To store the assets, Oracle Content Management used to rely on Oracle Database as a Service. But as the business grew, maintaining, upgrading, and resizing those databases took more time than anyone wanted. The team needed a database that would autoscale, upgradeswith zero downtime, and basically manage itself to free up the team to focus on core services.
Why Oracle chose Autonomous Database
The Content Management application is entirely stateless, with all state being managed in the database, making it a critical component. The project migrated to Autonomous Database for transaction processing and mixed workloads for one simple reason: there was no need to worry about the database. Moving to Oracle Autonomous Database provided better performance, higher elasticity, zero downtime, improved security, and reduced costs.
Results
Today the Oracle Content Management service uses Autonomous Database to manage data about their customers’ assets. The images, videos, and files themselves are kept in object storage, but everything else, including metadata, audit information, access controls, and more, is in Autonomous Database, which today is managing over 33 terabytes of content.

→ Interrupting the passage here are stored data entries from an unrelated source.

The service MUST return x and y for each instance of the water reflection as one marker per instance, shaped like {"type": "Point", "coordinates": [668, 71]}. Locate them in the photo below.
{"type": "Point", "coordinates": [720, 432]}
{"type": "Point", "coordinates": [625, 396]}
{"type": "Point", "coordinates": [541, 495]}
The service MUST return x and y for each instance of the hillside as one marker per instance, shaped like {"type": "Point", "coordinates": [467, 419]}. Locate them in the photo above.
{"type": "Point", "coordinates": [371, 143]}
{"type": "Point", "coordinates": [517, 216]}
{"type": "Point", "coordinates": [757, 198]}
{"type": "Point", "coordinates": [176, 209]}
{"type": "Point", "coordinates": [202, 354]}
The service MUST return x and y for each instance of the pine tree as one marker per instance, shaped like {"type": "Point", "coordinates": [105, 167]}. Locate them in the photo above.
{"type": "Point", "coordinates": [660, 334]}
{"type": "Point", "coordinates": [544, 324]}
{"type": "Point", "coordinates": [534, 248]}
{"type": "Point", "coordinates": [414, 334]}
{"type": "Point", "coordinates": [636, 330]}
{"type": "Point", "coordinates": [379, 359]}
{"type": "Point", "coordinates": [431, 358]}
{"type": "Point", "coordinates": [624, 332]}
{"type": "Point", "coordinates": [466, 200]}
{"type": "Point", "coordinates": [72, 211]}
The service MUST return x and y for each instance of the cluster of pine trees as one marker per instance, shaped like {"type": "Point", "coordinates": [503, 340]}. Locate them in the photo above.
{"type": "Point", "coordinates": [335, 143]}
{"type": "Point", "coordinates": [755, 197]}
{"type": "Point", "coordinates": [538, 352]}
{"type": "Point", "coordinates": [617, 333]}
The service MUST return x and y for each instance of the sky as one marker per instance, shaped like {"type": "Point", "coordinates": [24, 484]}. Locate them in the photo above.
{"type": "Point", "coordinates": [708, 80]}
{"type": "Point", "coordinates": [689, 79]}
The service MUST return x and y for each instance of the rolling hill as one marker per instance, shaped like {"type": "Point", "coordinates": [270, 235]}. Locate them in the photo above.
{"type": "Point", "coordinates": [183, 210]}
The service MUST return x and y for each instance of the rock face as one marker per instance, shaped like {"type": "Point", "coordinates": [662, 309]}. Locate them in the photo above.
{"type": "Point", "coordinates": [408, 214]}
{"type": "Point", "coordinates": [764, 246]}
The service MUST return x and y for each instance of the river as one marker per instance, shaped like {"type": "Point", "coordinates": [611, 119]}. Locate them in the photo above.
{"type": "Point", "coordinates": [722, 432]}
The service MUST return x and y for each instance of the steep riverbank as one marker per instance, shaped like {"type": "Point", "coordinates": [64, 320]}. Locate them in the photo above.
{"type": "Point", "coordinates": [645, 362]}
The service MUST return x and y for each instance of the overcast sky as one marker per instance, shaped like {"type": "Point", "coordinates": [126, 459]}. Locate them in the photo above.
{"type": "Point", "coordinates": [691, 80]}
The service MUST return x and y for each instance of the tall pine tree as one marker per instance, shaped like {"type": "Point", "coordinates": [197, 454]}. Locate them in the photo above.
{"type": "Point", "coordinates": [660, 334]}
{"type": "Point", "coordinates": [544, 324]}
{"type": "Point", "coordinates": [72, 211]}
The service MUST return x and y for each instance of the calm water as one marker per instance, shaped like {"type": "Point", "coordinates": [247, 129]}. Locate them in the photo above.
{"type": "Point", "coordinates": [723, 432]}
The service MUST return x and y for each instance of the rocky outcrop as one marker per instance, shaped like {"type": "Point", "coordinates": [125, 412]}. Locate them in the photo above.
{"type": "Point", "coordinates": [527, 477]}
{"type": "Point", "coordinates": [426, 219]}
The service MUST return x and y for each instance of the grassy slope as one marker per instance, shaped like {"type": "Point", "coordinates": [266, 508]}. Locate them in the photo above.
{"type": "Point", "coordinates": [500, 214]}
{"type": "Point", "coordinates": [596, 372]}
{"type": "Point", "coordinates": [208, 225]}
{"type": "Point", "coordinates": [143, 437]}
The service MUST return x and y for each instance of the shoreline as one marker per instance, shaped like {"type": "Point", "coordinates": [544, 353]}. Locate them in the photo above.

This approach has proven to be easier to provision, manage, and monitor.
Customers consider their content management systems to be mission-critical, so the team has turned on Autonomous Data Guard to ensure availability, quoting an SLA of at least 99.9%.
Usage and data volumes have been growing, and that means adding more resources. This used to require expertise and downtime, but with Autonomous Database that changes. The team often has to resize storage or add more OCPUs, which is a simple process of just a few clicks or an API call.
Aside from simplifying database management, Autonomous Database has also simplified development. Earlier versions of Content Management needed a lot of code to monitor the database itself. With Autonomous Database, all that code was no longer needed.
Now the development team doesn’t need to have dedicated admins on staff. The goal of developing and supporting the service without needing to become database experts has been realized.